Does the U.S. Constitution cover a Florida high school girl who shows up for classes without wearing a bra under her shirt?
This is not an idle question. The girl is Lizzy Martinez, a 17-year-old junior who went to her Braden River High School classes one day last month in a loose, dark T-shirt and jeans. She Tweeted about what happened next.
“I decided not to wear a bra today and got pulled out of class (because) one of my teachers complained that it was a ‘distraction to boys in my class.’ ” she wrote. “My school basically told me that boys’ education is far more important than mine and I should be ashamed of my body.”
After being sent to the dean’s office, Martinez was given a T-shirt to wear under her shirt. After putting it on, Martinez was told that wasn’t good enough.
She sent the girl to the nurse’s office to get four adhesive strips, and told her to make an X-pattern on each breast to cover her nipples.
Martinez was upset, and she later Tweeted “stop sexualizing my body” to her high school’s Twitter page. The high school responded by blocking the girl’s Twitter account.
And by that night, the girl’s mother began complaining to the school’s principal, the Manatee County School Board and the district superintendent for the way her daughter was treated.
School district officials would later defend the actions of administrators by saying that although the school dress code doesn’t address girls not wearing bras, it does say that students are not permitted to wear attire that is “indecent” or “disrupts the ordinary learning environment.”
In Palm Beach County’s public schools, distracting or disrupting clothing has been interpreted to include a Confederate flag T-shirt and a beaded necklace of the Cuban flag. And in one case, a teacher was sanctioned for wearing an Obama T-shirt to school after a presidential election.
But as for underwear, it’s usually only mentioned as a violation if it is worn over the student’s clothing. In Martinez’s school district, it just says, “all undergarments must be covered.”
It doesn’t say anything about not wearing them. But that may now change. As a result of what happened to Martinez, Diana Greene, the Manatee County Schools Superintendent, has recommended that the dress code be amended to explicitly require girls to wear bras.
Martinez, who missed days of school over this issue, decided to fight back. And she, like many young people, had become galvanized to action by the February mass shooting of students and staff at Marjory Stoneman Douglas High School in Parkland.
After that school shooting, she posted on Twitter:
“I’m completely sickened that we live in a country that is run by such money-hungry people who would rather watch people get murdered, rather than take action to prevent such horrific tragedies.”
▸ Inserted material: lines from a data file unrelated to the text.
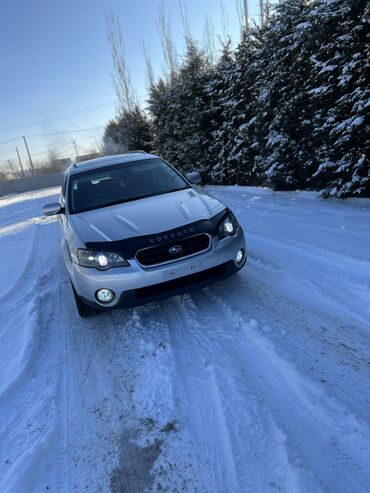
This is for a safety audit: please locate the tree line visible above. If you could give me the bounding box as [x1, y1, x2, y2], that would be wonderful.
[103, 0, 369, 198]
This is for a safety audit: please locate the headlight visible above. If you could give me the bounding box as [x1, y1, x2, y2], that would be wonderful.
[77, 249, 129, 270]
[218, 210, 239, 239]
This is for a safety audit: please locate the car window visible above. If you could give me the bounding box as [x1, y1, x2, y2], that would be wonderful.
[69, 158, 189, 214]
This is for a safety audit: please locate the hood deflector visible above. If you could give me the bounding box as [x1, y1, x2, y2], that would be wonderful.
[85, 209, 227, 259]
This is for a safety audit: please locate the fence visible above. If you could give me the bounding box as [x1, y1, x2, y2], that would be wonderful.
[0, 172, 64, 196]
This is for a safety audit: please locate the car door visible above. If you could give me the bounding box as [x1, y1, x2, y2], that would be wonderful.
[59, 173, 74, 263]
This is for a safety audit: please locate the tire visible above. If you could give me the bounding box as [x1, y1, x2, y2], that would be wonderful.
[70, 280, 102, 318]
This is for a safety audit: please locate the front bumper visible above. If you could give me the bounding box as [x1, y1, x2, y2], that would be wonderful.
[67, 227, 246, 310]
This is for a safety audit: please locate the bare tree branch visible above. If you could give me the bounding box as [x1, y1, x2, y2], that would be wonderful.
[106, 11, 137, 112]
[141, 40, 155, 89]
[203, 14, 216, 66]
[260, 0, 265, 26]
[236, 0, 249, 32]
[179, 0, 192, 48]
[219, 0, 230, 45]
[156, 4, 177, 82]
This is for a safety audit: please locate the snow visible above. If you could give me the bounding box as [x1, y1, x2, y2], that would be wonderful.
[267, 132, 288, 147]
[309, 85, 330, 95]
[318, 64, 337, 74]
[351, 116, 364, 127]
[295, 22, 312, 30]
[1, 186, 370, 492]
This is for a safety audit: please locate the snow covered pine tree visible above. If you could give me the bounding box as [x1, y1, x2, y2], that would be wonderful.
[310, 0, 370, 197]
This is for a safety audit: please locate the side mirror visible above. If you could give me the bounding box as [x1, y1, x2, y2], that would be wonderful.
[43, 202, 64, 216]
[186, 171, 202, 186]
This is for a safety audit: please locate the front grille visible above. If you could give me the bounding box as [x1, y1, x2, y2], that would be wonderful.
[136, 233, 211, 267]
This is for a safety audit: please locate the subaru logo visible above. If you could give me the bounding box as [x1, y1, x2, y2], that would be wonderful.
[169, 245, 182, 254]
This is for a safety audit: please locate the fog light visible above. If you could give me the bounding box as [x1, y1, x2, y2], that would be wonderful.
[96, 288, 115, 303]
[236, 249, 244, 265]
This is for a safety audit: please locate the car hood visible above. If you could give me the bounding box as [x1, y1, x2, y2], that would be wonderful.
[70, 188, 225, 243]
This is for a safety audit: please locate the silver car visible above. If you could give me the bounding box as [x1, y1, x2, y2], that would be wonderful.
[43, 152, 247, 317]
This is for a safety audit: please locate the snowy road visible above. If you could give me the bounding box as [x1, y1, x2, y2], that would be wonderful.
[1, 186, 370, 493]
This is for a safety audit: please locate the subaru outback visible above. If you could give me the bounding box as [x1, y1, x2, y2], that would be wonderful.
[43, 152, 246, 317]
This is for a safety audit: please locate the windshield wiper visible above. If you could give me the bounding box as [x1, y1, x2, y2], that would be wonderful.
[76, 187, 190, 213]
[117, 187, 190, 204]
[166, 186, 191, 193]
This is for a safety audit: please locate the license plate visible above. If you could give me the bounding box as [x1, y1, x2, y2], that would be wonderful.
[163, 261, 202, 281]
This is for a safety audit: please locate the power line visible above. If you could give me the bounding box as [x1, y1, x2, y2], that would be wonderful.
[26, 126, 105, 138]
[0, 126, 104, 147]
[0, 142, 72, 160]
[0, 101, 115, 135]
[0, 126, 105, 165]
[32, 140, 76, 153]
[0, 145, 73, 165]
[30, 142, 76, 158]
[0, 136, 21, 146]
[0, 142, 53, 155]
[0, 140, 76, 165]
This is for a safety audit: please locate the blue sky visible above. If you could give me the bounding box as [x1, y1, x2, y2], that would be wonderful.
[0, 0, 263, 170]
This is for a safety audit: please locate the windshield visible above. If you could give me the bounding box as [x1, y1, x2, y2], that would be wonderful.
[68, 158, 190, 214]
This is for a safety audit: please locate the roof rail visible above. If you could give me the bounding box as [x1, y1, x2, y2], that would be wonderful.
[125, 150, 147, 154]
She followed it with the hashtags “NeverAgain,” “Gun Reform Now” and “Kill The NRA.”
And she retweeted former President Barack Obama’s shout-out to the student activism after Parkland, which said in part, “Young people have helped lead all our great movements.”
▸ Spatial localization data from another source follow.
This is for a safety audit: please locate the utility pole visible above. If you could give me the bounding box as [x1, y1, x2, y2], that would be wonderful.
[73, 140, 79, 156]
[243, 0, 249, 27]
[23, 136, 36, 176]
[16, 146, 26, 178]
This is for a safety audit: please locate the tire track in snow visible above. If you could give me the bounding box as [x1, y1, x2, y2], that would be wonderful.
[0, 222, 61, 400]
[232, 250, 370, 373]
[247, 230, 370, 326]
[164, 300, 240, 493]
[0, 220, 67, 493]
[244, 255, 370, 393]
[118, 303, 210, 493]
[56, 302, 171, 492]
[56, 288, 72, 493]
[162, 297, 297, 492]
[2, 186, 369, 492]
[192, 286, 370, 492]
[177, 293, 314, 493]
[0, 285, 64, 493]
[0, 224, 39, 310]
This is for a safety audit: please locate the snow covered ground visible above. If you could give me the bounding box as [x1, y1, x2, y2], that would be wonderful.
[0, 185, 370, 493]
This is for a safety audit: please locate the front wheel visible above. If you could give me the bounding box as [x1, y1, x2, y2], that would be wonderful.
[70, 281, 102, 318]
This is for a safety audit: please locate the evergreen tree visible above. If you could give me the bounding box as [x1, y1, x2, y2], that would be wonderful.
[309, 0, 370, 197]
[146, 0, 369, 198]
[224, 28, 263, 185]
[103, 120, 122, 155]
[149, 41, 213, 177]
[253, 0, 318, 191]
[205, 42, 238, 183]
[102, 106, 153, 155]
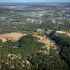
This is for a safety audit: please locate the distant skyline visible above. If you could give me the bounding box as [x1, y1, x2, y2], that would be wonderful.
[0, 0, 70, 3]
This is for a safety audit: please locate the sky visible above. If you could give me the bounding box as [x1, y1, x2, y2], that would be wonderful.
[0, 0, 70, 3]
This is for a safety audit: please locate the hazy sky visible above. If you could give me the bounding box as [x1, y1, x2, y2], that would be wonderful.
[0, 0, 70, 3]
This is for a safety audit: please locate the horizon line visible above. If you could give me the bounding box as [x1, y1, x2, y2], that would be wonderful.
[0, 2, 70, 3]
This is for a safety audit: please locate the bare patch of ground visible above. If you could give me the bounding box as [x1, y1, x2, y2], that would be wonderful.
[32, 32, 56, 48]
[0, 32, 27, 42]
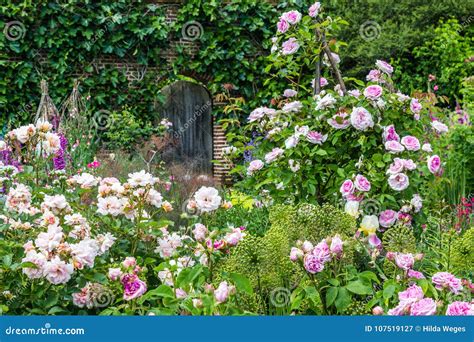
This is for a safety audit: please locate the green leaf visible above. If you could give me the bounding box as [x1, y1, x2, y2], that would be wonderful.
[229, 273, 253, 295]
[383, 283, 397, 300]
[326, 287, 338, 307]
[346, 280, 373, 295]
[327, 278, 340, 286]
[335, 287, 352, 312]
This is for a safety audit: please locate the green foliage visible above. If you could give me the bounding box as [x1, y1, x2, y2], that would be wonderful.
[451, 227, 474, 277]
[382, 224, 416, 253]
[393, 19, 474, 101]
[269, 203, 356, 243]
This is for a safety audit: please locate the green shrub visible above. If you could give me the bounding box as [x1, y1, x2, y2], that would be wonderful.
[451, 227, 474, 277]
[382, 225, 417, 253]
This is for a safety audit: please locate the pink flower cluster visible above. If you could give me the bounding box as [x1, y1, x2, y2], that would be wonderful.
[340, 174, 371, 201]
[431, 272, 463, 294]
[107, 257, 147, 301]
[290, 235, 343, 273]
[388, 284, 437, 316]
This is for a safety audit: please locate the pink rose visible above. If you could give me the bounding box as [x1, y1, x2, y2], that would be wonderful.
[290, 247, 304, 261]
[350, 107, 374, 131]
[312, 240, 331, 263]
[247, 159, 264, 175]
[375, 60, 393, 75]
[354, 174, 371, 192]
[407, 270, 425, 279]
[385, 140, 405, 154]
[281, 38, 299, 55]
[410, 298, 437, 316]
[277, 19, 289, 33]
[192, 223, 208, 242]
[398, 284, 424, 303]
[283, 89, 298, 98]
[214, 281, 231, 303]
[122, 273, 147, 301]
[372, 306, 384, 315]
[366, 69, 382, 82]
[395, 253, 414, 270]
[427, 155, 441, 174]
[387, 158, 405, 175]
[329, 235, 343, 255]
[304, 254, 324, 274]
[308, 2, 321, 17]
[403, 159, 417, 171]
[175, 288, 188, 299]
[383, 125, 400, 142]
[340, 179, 355, 197]
[302, 241, 314, 253]
[431, 120, 448, 134]
[363, 85, 383, 100]
[410, 98, 422, 114]
[446, 301, 473, 316]
[327, 112, 350, 129]
[265, 148, 284, 163]
[281, 10, 302, 25]
[401, 136, 420, 151]
[432, 272, 463, 294]
[379, 209, 398, 227]
[108, 267, 122, 281]
[348, 89, 361, 98]
[122, 257, 137, 268]
[388, 173, 409, 191]
[306, 131, 328, 145]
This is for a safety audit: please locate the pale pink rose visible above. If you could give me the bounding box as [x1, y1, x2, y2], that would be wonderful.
[340, 179, 354, 197]
[431, 120, 448, 134]
[22, 250, 47, 279]
[403, 159, 417, 171]
[277, 19, 289, 33]
[366, 69, 382, 82]
[401, 136, 420, 151]
[411, 194, 423, 212]
[122, 257, 137, 268]
[432, 272, 463, 294]
[283, 89, 298, 98]
[385, 141, 405, 154]
[410, 98, 422, 114]
[387, 158, 405, 175]
[108, 267, 122, 281]
[290, 247, 304, 261]
[281, 10, 302, 24]
[395, 253, 414, 270]
[281, 38, 299, 55]
[398, 284, 424, 303]
[282, 101, 303, 113]
[285, 135, 299, 149]
[306, 131, 327, 145]
[327, 112, 350, 129]
[422, 143, 432, 153]
[330, 235, 343, 255]
[372, 306, 384, 315]
[175, 288, 188, 299]
[302, 241, 314, 253]
[363, 85, 383, 100]
[247, 159, 264, 175]
[410, 298, 437, 316]
[383, 125, 400, 142]
[354, 174, 371, 192]
[379, 209, 398, 227]
[43, 257, 74, 285]
[265, 148, 284, 163]
[224, 228, 244, 246]
[193, 223, 208, 242]
[427, 155, 441, 174]
[388, 302, 410, 316]
[248, 106, 276, 122]
[446, 301, 473, 316]
[308, 2, 321, 17]
[348, 89, 361, 98]
[375, 60, 393, 75]
[388, 173, 409, 191]
[315, 93, 337, 110]
[214, 281, 230, 303]
[407, 270, 425, 279]
[350, 107, 374, 131]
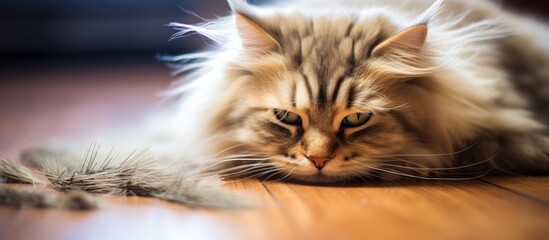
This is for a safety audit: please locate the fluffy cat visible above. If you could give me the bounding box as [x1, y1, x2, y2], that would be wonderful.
[164, 0, 549, 183]
[3, 0, 549, 209]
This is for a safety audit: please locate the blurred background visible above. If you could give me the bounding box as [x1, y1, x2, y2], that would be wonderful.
[0, 0, 547, 66]
[0, 0, 548, 69]
[0, 0, 277, 68]
[0, 0, 547, 154]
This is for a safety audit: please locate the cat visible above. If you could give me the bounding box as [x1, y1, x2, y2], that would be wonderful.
[163, 0, 549, 183]
[2, 0, 549, 209]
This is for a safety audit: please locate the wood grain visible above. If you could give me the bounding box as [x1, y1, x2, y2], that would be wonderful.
[264, 180, 549, 240]
[3, 179, 547, 240]
[481, 176, 549, 204]
[0, 180, 296, 240]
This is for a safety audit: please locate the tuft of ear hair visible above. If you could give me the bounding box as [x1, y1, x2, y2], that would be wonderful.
[227, 0, 254, 16]
[235, 14, 280, 55]
[371, 24, 428, 58]
[366, 24, 435, 82]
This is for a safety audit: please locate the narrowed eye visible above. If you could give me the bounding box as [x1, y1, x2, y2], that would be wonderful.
[274, 109, 302, 125]
[342, 112, 372, 128]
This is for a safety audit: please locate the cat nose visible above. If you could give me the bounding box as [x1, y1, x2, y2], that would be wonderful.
[308, 156, 331, 170]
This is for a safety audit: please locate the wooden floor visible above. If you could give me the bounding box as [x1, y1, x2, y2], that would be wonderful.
[1, 61, 548, 240]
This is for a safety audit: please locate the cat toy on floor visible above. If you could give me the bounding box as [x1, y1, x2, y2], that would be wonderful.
[0, 144, 246, 209]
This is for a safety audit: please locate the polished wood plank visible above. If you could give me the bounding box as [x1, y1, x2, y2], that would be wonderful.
[264, 180, 549, 240]
[223, 179, 298, 240]
[0, 180, 296, 240]
[0, 207, 18, 237]
[481, 176, 549, 203]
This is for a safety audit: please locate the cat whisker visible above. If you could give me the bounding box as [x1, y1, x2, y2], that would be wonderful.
[262, 167, 297, 183]
[353, 155, 430, 169]
[349, 168, 395, 182]
[224, 167, 282, 183]
[210, 143, 250, 158]
[365, 165, 493, 181]
[210, 163, 274, 177]
[353, 101, 409, 113]
[261, 169, 288, 183]
[375, 154, 496, 172]
[376, 163, 429, 176]
[221, 167, 279, 183]
[194, 157, 273, 172]
[275, 166, 299, 182]
[184, 164, 274, 182]
[275, 159, 301, 167]
[347, 169, 369, 183]
[210, 157, 272, 166]
[369, 139, 480, 159]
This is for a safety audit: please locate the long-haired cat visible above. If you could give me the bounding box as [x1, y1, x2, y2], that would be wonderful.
[165, 0, 549, 183]
[2, 0, 549, 209]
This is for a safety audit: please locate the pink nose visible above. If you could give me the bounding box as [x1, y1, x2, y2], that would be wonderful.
[308, 156, 331, 170]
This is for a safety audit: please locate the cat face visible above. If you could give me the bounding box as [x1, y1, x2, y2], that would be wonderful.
[172, 0, 525, 182]
[231, 66, 434, 182]
[216, 11, 439, 182]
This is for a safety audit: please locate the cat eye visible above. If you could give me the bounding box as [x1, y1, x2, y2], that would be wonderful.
[274, 109, 302, 125]
[341, 112, 372, 128]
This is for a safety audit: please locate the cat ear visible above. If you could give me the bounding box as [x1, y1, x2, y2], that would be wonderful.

So I guess you could say Martinez was already primed for protest when the bra episode happened to her.
So she organized a protest at her school, giving it the hashtag “Bracott.”
“Show support for the destigmatization of natural bodies” she posted online in a graphically designed poster.
As part of the Bracott, she urged girls to clip bras on their backpacks, while instructing boys to put adhesive strips on their shirts on top of their nipples.
The school reacted quickly by sending a note home to parents, and putting out the word that students could face out-of-school suspensions and lose their ability to attend the school prom if they participated in the Bracott.
The protest fizzled. But by then Martinez and her beef with the school district had become a national story. She was featured in a story by The New York Times, and lawyers for the American Civil Liberties Union took up her cause.
On Monday, lawyers for the ACLU sent an eight-page letter to the girl’s school district that outlined why “enforcing the dress code selectively against female students, and doing so in a manner that reinforces invidious sex stereotypes” is a violation of the Equal Protection Clause of the Fourteenth Amendment to the U.S. Constitution.
Requiring girls to wear bras “reflects overly broad and archaic generalizations about boys’ inability to control their sexual impulses and girls’ inability to make their own decisions about the clothing that makes them feel safe and comfortable,” the ACLU letter said.
“These stereotypes reinforce a culture of victim blaming in which schools convey the message to female students that they are at fault for experiencing sexual harassment if they make certain clothing choices.”
The letter calls for the school district to remove the prohibition in its dress code for “personal attire or grooming (that) distracts the attention of other students or teachers from their school work.”